PN Jakpus Vonis Vendor 9 Tahun Penjara Gegara Korupsi Gerobak UMKM

article | Sidang | 2025-09-10 10:45:24

Jakarta- Pengadilan Tipikor pada Pengadilan Negeri Jakarta Pusat (PN Jakpus) menjatuhkan vonis 9 tahun penjara kepada Bambang Widianto. Adapun Mashur dihukum 7 tahun penjara. Keduanya merupakan vendor gerobak UMKM Kementerian Perdagangan (Kemendag).Kasus bermula saat Kemandag membuat proyek pengadaan gerobak UMKM tahun anggaran 2018-2019. Seperti gerobak bakso, gerobak gorengan dan lain sebagainya. Nantinya akan disebar ke berbagai daerah di Indonesia. Nilai proyek lebih dari Rp 50 miliar. Ternyata, proyek ini bocor di sana-sini. Sejumlah orang diadili. Salah satunya Bambang dan Mashur selaku vendor yang membuat gerobak itu. Akhirnya Bambang-Mashur divonis bersalah.“Menjatuhkan pidana kepada Terdakwa BAMBANG WIDIANTO dengan pidana penjara selama 9 (sembilan) tahun dan pidana denda sebesar Rp 500.000.000,- (lima ratus juta rupiah) dengan ketentuan apabila denda tersebut tidak dibayar maka diganti dengan pidana kurungan selama 6 (enam) bulan,” demikian bunyi putusan PN Jakpus yang dikutip dari SIPP PN Jakpus, Rabu (10/9/2025).Putusan itu diketok oleh ketua majelis Sunoto dengan anggota Eryusman dan Mulyono Dwi Purwanto pada Selasa (9/9) kemarin. Majelis menilai terdakwa bersalah melanggar pasal 2 ayat 1 UU Tipikor.
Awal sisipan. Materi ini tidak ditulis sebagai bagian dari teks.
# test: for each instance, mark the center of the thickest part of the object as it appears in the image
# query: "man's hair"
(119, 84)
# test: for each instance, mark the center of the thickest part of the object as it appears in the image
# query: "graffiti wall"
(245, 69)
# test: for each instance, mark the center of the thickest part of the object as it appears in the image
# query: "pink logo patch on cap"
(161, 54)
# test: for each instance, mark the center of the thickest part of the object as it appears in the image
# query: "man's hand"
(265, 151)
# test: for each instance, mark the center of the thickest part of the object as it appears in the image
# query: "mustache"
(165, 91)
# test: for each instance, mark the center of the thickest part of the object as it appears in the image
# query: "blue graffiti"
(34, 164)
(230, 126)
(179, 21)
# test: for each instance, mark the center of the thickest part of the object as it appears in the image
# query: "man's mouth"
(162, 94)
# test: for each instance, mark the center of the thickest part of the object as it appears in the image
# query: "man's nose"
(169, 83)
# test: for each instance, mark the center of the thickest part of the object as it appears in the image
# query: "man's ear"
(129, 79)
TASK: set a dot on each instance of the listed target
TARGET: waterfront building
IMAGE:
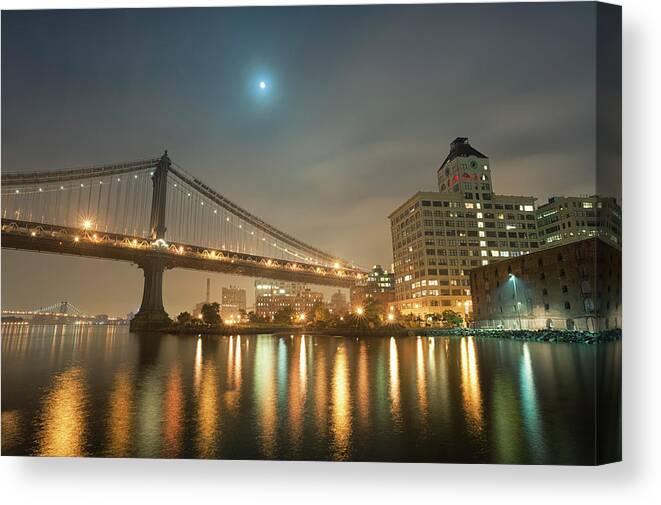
(233, 302)
(437, 237)
(576, 285)
(272, 296)
(567, 219)
(338, 303)
(197, 310)
(379, 286)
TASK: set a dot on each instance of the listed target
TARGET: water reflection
(63, 422)
(173, 410)
(341, 405)
(120, 419)
(265, 395)
(207, 412)
(470, 385)
(421, 381)
(312, 397)
(393, 383)
(529, 406)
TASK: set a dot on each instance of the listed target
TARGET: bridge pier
(152, 315)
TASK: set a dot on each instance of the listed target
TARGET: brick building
(570, 286)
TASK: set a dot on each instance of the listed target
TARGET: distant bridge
(122, 212)
(58, 312)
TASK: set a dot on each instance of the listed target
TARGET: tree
(284, 315)
(184, 318)
(451, 319)
(211, 313)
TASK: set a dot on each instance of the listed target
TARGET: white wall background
(636, 480)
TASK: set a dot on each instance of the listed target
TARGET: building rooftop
(460, 148)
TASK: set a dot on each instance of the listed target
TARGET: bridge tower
(152, 315)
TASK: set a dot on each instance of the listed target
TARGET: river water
(102, 391)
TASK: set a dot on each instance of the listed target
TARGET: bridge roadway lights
(152, 315)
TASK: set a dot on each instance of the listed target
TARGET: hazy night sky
(362, 106)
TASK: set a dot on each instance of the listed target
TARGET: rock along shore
(579, 337)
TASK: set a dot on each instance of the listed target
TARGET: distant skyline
(356, 112)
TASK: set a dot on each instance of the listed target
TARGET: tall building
(338, 303)
(197, 310)
(379, 285)
(570, 286)
(233, 301)
(567, 219)
(437, 237)
(272, 296)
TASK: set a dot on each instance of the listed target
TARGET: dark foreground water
(102, 391)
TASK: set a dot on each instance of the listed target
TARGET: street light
(516, 299)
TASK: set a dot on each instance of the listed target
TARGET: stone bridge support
(152, 315)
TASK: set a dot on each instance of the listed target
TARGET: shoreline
(580, 337)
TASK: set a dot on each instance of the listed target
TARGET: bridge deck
(29, 236)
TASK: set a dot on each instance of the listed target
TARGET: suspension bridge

Majelis juga menghukum Bambang membayar uang pengganti sebesar yang dikorupsinya.“Menjatuhkan pidana tambahan kepada Terdakwa untuk membayar uang pengganti sebesar Rp 10.661.395.300 dengan ketentuan jika Terpidana tidak membayar uang pengganti paling lama dalam waktu 1 bulan sesudah putusan pengadilan yang telah memperoleh kekuatan hukum tetap, maka harta bendanya dapat disita oleh Jaksa dan dilelang untuk menutupi uang pengganti tersebut, dalam hal Terpidana tidak mempunyai harta benda yang mencukupi untuk membayar uang pengganti, maka dipidana dengan pidana penjara selama 4 tahun,” bebernya.